Wednesday, Jan 06, 2010 at 18:02
It certainly would make it a very long day. Even the road between Drysdale and the
Mitchell Plateau needs to be taken slowly, according to conditions. I would not recommend driving on roads in that area after dark. From Drysdale to the KE
River crossing is not a long distance, but with the conditions (and it was still early in the season as we were there in June before the worst of the crowds carve up the roads) it was all we did in a day each way.
We also stayed the the
King Edward River campground, which was lovely and in fact my favourite
camp site of the whole trip. So nice, that after spending three or four days there, we called in for an overnight on the return from
Kalumburu.
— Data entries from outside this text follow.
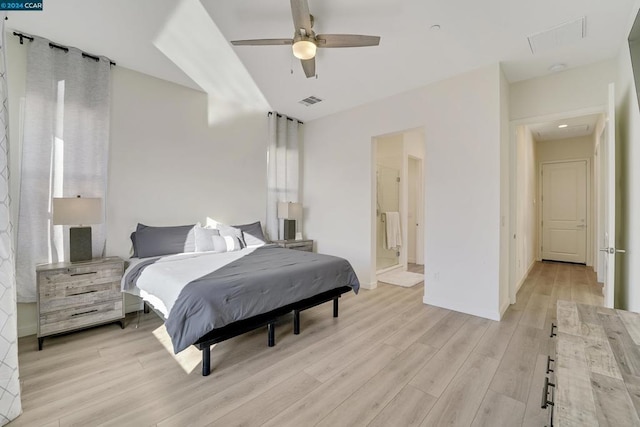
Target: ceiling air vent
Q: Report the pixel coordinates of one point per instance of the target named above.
(562, 35)
(307, 102)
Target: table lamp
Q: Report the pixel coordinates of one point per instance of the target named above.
(290, 212)
(78, 212)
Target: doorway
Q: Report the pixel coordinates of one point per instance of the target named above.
(552, 156)
(387, 202)
(563, 200)
(398, 206)
(415, 239)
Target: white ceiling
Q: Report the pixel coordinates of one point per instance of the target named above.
(473, 34)
(575, 127)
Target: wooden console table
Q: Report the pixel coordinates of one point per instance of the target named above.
(597, 366)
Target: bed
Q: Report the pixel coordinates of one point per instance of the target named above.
(207, 297)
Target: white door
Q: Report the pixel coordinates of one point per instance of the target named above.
(607, 241)
(564, 211)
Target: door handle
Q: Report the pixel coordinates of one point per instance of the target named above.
(613, 250)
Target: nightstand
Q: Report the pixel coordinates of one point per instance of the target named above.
(300, 245)
(78, 295)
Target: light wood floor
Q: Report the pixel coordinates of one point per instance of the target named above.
(388, 360)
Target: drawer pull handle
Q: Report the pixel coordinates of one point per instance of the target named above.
(545, 393)
(84, 312)
(83, 274)
(549, 360)
(83, 293)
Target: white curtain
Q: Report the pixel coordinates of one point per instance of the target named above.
(282, 168)
(64, 152)
(10, 405)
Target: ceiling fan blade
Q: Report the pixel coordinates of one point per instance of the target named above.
(346, 40)
(262, 42)
(301, 16)
(309, 67)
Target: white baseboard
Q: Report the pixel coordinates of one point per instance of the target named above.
(525, 275)
(504, 308)
(487, 314)
(26, 330)
(369, 286)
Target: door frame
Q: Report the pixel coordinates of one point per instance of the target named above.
(589, 243)
(515, 282)
(419, 207)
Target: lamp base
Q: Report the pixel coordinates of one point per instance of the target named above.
(80, 248)
(289, 229)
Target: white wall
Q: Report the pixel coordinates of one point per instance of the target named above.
(526, 241)
(461, 120)
(505, 196)
(570, 90)
(628, 189)
(413, 145)
(166, 165)
(565, 149)
(599, 209)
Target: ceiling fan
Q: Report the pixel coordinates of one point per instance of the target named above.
(305, 41)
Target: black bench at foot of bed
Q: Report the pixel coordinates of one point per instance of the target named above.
(267, 319)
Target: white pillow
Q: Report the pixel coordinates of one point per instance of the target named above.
(226, 243)
(204, 241)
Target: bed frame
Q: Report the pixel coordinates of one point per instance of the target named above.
(267, 319)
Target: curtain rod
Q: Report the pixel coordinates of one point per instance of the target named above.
(57, 46)
(288, 118)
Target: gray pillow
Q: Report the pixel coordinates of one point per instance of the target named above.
(252, 233)
(155, 241)
(204, 241)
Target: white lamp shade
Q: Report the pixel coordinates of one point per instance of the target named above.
(304, 49)
(77, 211)
(289, 210)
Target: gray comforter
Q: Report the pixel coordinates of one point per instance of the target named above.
(266, 279)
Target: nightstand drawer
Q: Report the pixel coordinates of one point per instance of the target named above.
(78, 295)
(59, 297)
(97, 273)
(79, 317)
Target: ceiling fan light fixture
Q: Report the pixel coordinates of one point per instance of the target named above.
(304, 49)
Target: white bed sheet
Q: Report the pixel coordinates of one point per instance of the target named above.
(160, 283)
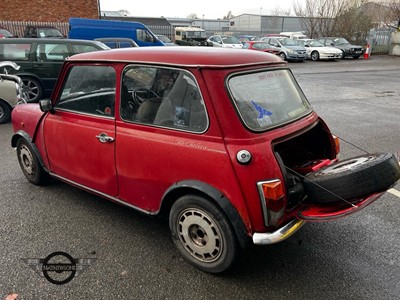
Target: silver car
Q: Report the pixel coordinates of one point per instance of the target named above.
(11, 92)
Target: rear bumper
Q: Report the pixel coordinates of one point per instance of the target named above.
(279, 235)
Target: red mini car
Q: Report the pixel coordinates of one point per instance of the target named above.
(261, 46)
(222, 143)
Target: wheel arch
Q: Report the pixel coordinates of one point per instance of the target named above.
(212, 194)
(6, 103)
(24, 135)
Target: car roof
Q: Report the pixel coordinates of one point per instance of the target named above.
(181, 56)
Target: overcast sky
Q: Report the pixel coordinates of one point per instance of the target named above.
(211, 9)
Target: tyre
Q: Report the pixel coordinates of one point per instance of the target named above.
(352, 178)
(315, 55)
(30, 164)
(5, 112)
(203, 234)
(32, 89)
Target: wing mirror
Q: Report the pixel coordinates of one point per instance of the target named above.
(46, 105)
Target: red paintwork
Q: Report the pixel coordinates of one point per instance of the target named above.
(329, 212)
(144, 161)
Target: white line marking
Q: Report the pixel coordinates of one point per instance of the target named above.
(394, 192)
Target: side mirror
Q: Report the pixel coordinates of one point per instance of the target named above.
(46, 105)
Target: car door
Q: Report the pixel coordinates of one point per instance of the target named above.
(79, 134)
(159, 133)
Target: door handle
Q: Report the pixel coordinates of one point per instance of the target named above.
(104, 138)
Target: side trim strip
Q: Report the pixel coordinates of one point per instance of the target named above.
(102, 194)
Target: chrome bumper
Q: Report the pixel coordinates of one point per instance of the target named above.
(278, 236)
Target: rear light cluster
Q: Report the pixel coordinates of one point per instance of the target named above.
(272, 194)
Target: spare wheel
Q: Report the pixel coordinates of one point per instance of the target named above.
(352, 178)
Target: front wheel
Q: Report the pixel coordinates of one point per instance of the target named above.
(30, 164)
(203, 234)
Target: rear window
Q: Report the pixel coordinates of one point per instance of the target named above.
(267, 99)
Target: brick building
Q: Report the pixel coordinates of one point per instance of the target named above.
(48, 10)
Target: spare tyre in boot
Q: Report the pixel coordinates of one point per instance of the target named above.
(352, 178)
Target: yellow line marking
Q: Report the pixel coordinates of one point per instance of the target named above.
(394, 192)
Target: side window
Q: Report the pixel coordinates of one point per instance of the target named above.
(162, 96)
(55, 52)
(89, 89)
(79, 48)
(144, 35)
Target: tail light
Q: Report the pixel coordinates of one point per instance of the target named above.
(337, 144)
(273, 202)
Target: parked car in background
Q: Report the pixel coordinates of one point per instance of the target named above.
(261, 46)
(118, 42)
(40, 60)
(225, 41)
(10, 91)
(33, 31)
(4, 33)
(166, 40)
(247, 38)
(347, 49)
(316, 50)
(295, 35)
(288, 48)
(191, 36)
(221, 143)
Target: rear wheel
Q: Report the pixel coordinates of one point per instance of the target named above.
(32, 89)
(5, 112)
(203, 234)
(30, 164)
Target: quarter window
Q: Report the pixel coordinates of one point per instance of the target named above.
(89, 89)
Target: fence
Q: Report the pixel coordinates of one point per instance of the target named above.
(379, 39)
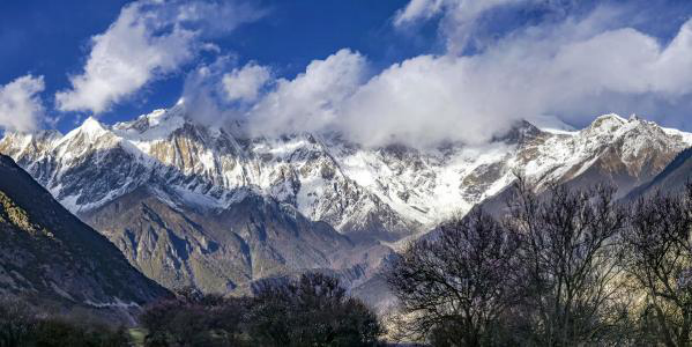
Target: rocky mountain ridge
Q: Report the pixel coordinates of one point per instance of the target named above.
(164, 187)
(52, 260)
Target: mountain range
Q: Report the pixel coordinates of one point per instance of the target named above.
(214, 207)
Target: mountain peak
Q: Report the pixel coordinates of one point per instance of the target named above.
(608, 120)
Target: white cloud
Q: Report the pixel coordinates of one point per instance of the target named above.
(245, 84)
(459, 17)
(20, 106)
(575, 70)
(148, 40)
(313, 100)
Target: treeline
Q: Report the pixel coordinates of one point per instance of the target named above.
(566, 268)
(313, 310)
(23, 326)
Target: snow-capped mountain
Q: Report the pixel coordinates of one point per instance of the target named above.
(371, 195)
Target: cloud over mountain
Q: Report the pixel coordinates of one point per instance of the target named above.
(20, 107)
(148, 40)
(571, 69)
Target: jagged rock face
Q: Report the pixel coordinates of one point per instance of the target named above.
(216, 250)
(49, 257)
(162, 187)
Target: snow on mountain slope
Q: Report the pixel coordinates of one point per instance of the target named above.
(384, 193)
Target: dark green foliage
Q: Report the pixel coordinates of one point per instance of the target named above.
(193, 319)
(312, 311)
(21, 326)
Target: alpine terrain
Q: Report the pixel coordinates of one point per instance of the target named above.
(192, 204)
(51, 259)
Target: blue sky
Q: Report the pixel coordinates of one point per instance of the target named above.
(52, 38)
(420, 71)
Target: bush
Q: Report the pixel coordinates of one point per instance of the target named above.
(312, 311)
(21, 326)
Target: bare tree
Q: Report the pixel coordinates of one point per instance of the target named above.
(454, 288)
(660, 262)
(570, 252)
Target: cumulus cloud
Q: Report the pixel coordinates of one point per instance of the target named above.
(245, 84)
(148, 40)
(20, 106)
(575, 70)
(459, 17)
(313, 100)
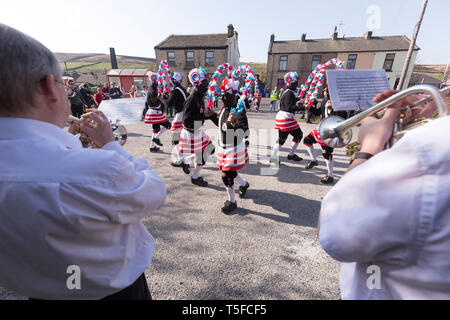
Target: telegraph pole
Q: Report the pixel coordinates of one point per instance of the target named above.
(411, 47)
(444, 78)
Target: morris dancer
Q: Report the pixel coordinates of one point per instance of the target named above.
(232, 153)
(155, 116)
(243, 105)
(193, 139)
(176, 101)
(327, 151)
(286, 122)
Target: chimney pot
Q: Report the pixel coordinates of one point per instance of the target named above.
(230, 31)
(335, 34)
(368, 35)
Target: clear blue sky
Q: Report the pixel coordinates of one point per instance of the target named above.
(134, 27)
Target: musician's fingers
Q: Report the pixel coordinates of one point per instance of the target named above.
(92, 117)
(384, 95)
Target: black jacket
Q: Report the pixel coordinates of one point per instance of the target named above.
(152, 99)
(194, 112)
(230, 134)
(288, 102)
(176, 99)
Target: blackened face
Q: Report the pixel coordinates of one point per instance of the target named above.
(203, 87)
(294, 85)
(229, 100)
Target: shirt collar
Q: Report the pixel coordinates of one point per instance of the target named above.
(21, 128)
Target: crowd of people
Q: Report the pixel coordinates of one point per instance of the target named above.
(76, 208)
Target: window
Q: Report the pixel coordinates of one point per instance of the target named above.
(316, 61)
(209, 58)
(389, 61)
(139, 82)
(397, 81)
(283, 63)
(351, 63)
(190, 58)
(171, 58)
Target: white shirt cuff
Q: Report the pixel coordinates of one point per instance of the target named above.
(115, 146)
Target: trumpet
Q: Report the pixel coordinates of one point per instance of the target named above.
(119, 131)
(337, 132)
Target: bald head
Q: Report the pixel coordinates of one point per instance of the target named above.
(25, 62)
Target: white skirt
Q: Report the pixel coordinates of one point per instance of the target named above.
(177, 123)
(232, 158)
(286, 121)
(191, 143)
(155, 116)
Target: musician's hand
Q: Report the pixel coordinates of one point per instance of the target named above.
(232, 118)
(375, 133)
(74, 128)
(97, 127)
(425, 111)
(208, 113)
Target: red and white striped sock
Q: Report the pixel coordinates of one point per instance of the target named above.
(196, 173)
(330, 167)
(231, 194)
(160, 133)
(276, 150)
(311, 152)
(241, 181)
(294, 148)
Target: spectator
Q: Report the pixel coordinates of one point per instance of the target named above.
(105, 90)
(312, 111)
(85, 94)
(76, 212)
(257, 100)
(274, 99)
(144, 91)
(134, 91)
(99, 96)
(114, 92)
(388, 219)
(77, 104)
(190, 88)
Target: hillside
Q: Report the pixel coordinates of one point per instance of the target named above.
(95, 63)
(259, 69)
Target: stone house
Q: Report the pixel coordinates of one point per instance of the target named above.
(185, 52)
(367, 52)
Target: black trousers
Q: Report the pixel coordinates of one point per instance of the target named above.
(137, 291)
(296, 134)
(77, 111)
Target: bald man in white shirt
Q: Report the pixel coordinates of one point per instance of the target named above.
(388, 219)
(69, 217)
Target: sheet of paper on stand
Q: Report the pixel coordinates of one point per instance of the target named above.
(355, 89)
(128, 111)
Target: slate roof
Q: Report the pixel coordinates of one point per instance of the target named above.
(353, 44)
(199, 41)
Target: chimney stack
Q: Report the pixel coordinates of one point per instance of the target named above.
(368, 35)
(230, 31)
(112, 54)
(334, 36)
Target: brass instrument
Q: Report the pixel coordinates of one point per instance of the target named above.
(119, 131)
(337, 132)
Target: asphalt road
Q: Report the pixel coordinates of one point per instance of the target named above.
(268, 249)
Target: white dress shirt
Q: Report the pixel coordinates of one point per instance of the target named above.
(393, 212)
(62, 205)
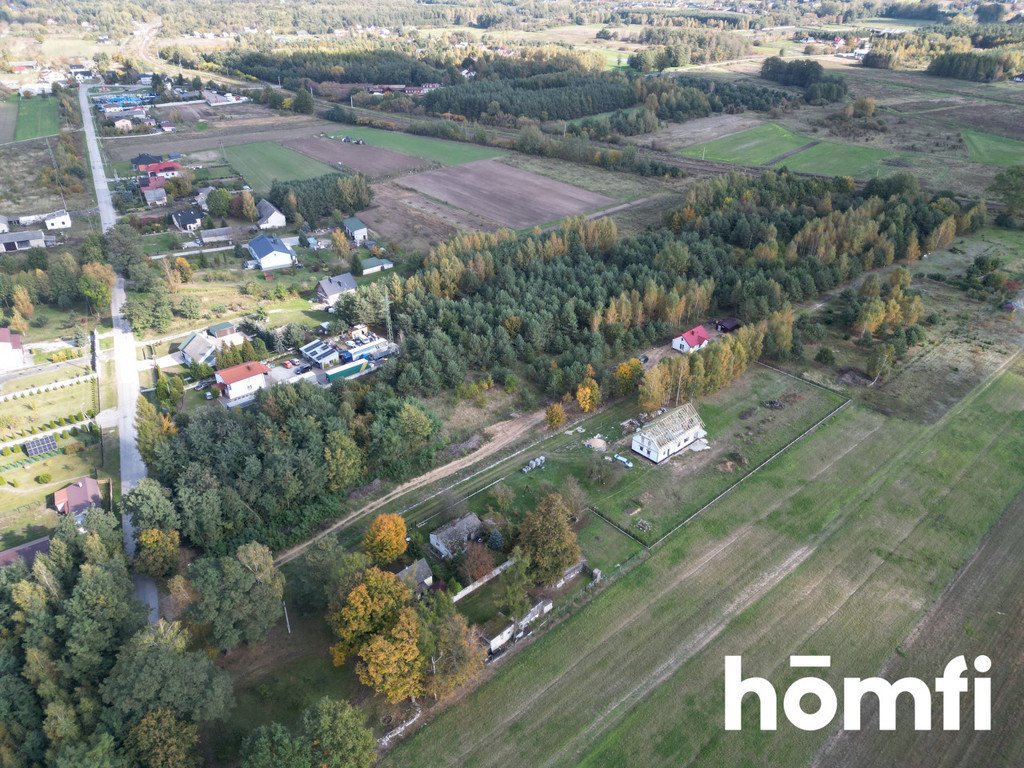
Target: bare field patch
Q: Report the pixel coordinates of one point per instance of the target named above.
(242, 129)
(413, 221)
(1003, 119)
(678, 135)
(504, 195)
(20, 190)
(978, 614)
(371, 161)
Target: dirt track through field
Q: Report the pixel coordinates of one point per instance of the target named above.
(372, 161)
(981, 611)
(505, 195)
(699, 563)
(503, 434)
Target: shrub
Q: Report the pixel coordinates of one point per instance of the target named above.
(825, 356)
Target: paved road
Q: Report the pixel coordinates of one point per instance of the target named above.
(43, 432)
(132, 467)
(108, 216)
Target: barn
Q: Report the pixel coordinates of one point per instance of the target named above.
(666, 436)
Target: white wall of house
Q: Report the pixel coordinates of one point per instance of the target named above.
(646, 448)
(58, 221)
(274, 221)
(246, 387)
(275, 260)
(680, 345)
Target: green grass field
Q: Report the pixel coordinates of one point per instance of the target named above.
(834, 159)
(992, 150)
(436, 150)
(261, 163)
(37, 117)
(852, 534)
(761, 145)
(24, 511)
(8, 119)
(754, 146)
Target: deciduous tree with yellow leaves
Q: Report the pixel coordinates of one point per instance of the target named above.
(385, 539)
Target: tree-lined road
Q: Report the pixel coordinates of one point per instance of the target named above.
(132, 467)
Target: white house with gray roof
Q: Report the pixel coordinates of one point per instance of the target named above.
(671, 433)
(22, 241)
(452, 538)
(269, 217)
(330, 290)
(270, 253)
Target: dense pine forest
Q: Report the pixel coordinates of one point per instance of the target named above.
(557, 309)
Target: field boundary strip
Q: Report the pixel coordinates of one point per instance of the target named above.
(757, 469)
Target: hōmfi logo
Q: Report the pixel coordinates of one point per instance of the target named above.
(951, 686)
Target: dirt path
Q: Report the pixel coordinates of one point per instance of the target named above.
(502, 435)
(790, 154)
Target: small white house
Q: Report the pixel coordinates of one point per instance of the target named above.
(202, 196)
(497, 633)
(188, 220)
(244, 380)
(375, 264)
(691, 341)
(330, 290)
(269, 217)
(22, 241)
(665, 437)
(57, 220)
(452, 538)
(355, 229)
(270, 253)
(199, 347)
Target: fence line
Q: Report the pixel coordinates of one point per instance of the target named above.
(754, 471)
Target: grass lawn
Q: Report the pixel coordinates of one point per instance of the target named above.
(68, 371)
(40, 409)
(480, 606)
(161, 243)
(742, 434)
(51, 323)
(834, 159)
(261, 163)
(8, 119)
(852, 534)
(757, 145)
(37, 117)
(992, 150)
(284, 694)
(24, 511)
(436, 150)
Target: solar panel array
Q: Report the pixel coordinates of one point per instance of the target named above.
(38, 445)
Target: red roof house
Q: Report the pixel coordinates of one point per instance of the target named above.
(78, 497)
(243, 380)
(167, 169)
(694, 339)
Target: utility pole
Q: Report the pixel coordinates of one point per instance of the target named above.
(387, 313)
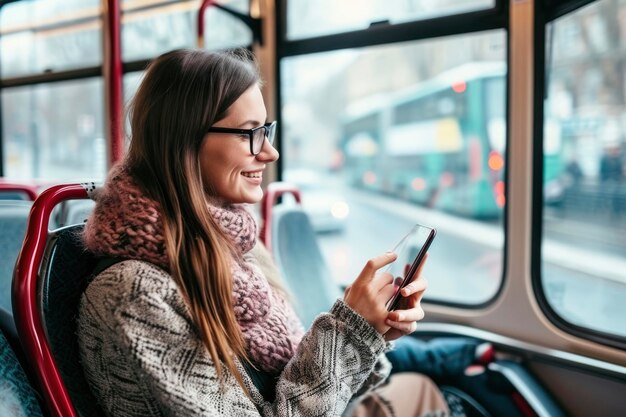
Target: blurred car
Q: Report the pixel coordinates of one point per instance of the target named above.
(323, 204)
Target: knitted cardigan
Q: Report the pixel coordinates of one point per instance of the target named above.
(142, 357)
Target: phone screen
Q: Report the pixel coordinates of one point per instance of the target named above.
(411, 251)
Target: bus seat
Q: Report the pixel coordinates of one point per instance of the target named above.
(52, 271)
(13, 218)
(17, 396)
(285, 228)
(74, 212)
(304, 270)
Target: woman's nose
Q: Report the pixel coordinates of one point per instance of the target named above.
(268, 153)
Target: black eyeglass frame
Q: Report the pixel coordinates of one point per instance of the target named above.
(269, 127)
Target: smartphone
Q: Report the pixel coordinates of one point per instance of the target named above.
(411, 251)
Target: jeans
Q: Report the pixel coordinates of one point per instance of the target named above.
(438, 358)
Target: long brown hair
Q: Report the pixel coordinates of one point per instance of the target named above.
(184, 93)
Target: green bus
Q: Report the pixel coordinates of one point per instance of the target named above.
(440, 144)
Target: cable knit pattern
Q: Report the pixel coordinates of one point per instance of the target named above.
(127, 224)
(142, 358)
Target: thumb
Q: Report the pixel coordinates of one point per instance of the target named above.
(373, 265)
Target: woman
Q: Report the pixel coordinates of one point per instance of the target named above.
(189, 324)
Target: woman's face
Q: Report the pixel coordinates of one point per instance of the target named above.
(228, 167)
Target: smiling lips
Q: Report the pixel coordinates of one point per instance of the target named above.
(254, 174)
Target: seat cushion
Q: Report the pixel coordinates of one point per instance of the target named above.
(17, 397)
(67, 272)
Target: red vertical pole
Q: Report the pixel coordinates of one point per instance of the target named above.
(203, 6)
(112, 68)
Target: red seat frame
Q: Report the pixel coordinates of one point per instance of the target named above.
(26, 309)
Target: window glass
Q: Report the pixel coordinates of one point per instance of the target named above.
(389, 136)
(308, 18)
(54, 131)
(584, 216)
(151, 29)
(39, 36)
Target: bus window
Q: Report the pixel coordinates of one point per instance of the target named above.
(583, 257)
(162, 26)
(307, 18)
(401, 132)
(54, 131)
(40, 35)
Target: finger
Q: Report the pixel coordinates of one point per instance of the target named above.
(388, 291)
(381, 280)
(415, 287)
(412, 314)
(374, 264)
(404, 327)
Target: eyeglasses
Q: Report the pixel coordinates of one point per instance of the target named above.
(257, 135)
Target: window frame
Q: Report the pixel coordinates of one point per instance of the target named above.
(552, 10)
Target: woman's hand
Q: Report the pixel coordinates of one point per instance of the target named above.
(403, 320)
(370, 292)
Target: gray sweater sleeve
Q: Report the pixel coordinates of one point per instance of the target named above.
(143, 358)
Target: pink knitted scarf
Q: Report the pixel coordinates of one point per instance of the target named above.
(126, 223)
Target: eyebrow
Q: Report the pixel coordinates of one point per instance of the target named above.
(252, 122)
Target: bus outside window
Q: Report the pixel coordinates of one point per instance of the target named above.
(420, 131)
(584, 213)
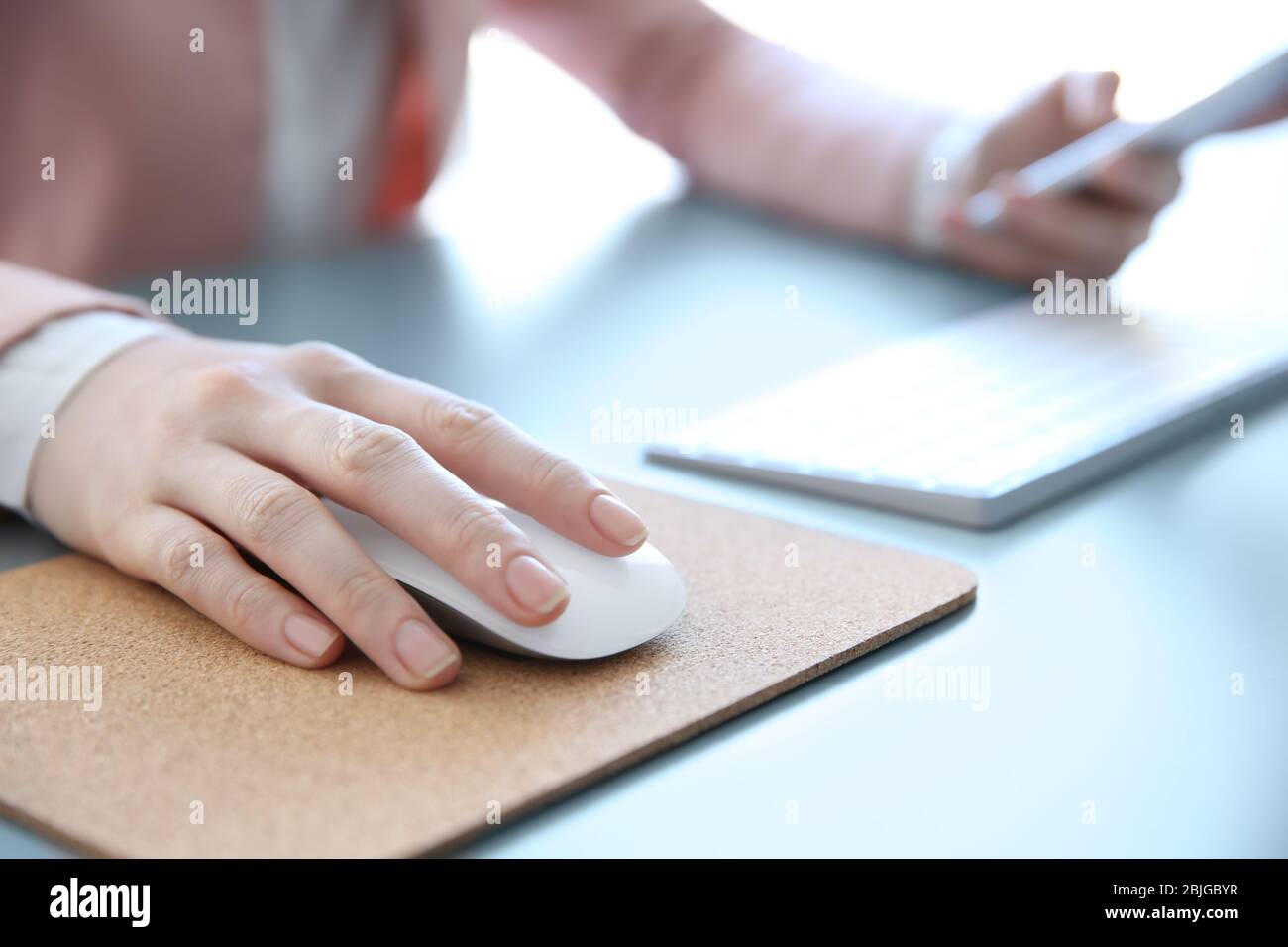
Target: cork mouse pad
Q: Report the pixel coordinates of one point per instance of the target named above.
(201, 746)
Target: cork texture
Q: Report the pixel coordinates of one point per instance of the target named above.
(282, 763)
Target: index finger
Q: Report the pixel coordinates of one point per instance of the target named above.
(488, 454)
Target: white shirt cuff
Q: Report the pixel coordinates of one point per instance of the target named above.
(944, 174)
(38, 373)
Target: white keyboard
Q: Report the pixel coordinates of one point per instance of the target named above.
(993, 415)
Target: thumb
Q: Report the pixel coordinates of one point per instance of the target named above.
(1089, 99)
(1061, 111)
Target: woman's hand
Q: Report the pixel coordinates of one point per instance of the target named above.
(179, 450)
(1087, 234)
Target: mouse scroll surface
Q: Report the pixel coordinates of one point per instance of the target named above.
(614, 604)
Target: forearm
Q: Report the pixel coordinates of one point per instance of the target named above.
(745, 116)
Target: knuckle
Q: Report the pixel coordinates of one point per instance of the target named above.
(245, 600)
(369, 447)
(227, 381)
(270, 510)
(361, 591)
(473, 526)
(320, 356)
(552, 474)
(174, 551)
(460, 419)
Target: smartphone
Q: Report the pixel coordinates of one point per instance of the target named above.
(1074, 163)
We also looked at the Aboriginal
Rock painting sites, one of which is very near the
river crossing, and the other a few kilometres west of the
campground.
Mitchell Falls was an all day trip; we packed up the camping gear planning to overnight at the falls
parking area camp ground, leaving the caravan at the KE River
campground. Most people were leaving their campers at the
campground to visit the falls as the road has a reputation of being badly corrugated, and is narrow for the last few kilometres which creates problems when vehicles need to pass in either direction even without trailers. At least one of the dips is rather sharp and can damage larger caravans.
We left
camp around 8 am which in hind sight was an hour too late. I got rather overheated on the walk from the car park/helipad to the falls, although cooling off underneath Little Merten Falls near the start helped. We hoped to take the slightly longer 'mudcrab' helicopter flight on for the return, but as it cost the same for two as for four, we hoped to get someone to share but this didn't eventuate so we just had the six minute 'taxi' back to the helipad. The 'taxi' flight is charged at the same rate per person regardless of how many passengers. They do a few loops over the falls as the chopper rises. We had booked the latest return chopper (allowing for 'mudcrab') which was around 4.30 pm. This gave us time to swim above the main falls and cool down on arrival, have our picnic lunch with friends from the
campground, walk around to vantage points to photograph the falls, and swim and cool down again before meeting our chopper taxi. I welcomed the flight back rather than walk back again. We decided we still had enough daylight to return to our caravan at dusk without needing to overnight there. It was still a full on and tiring day.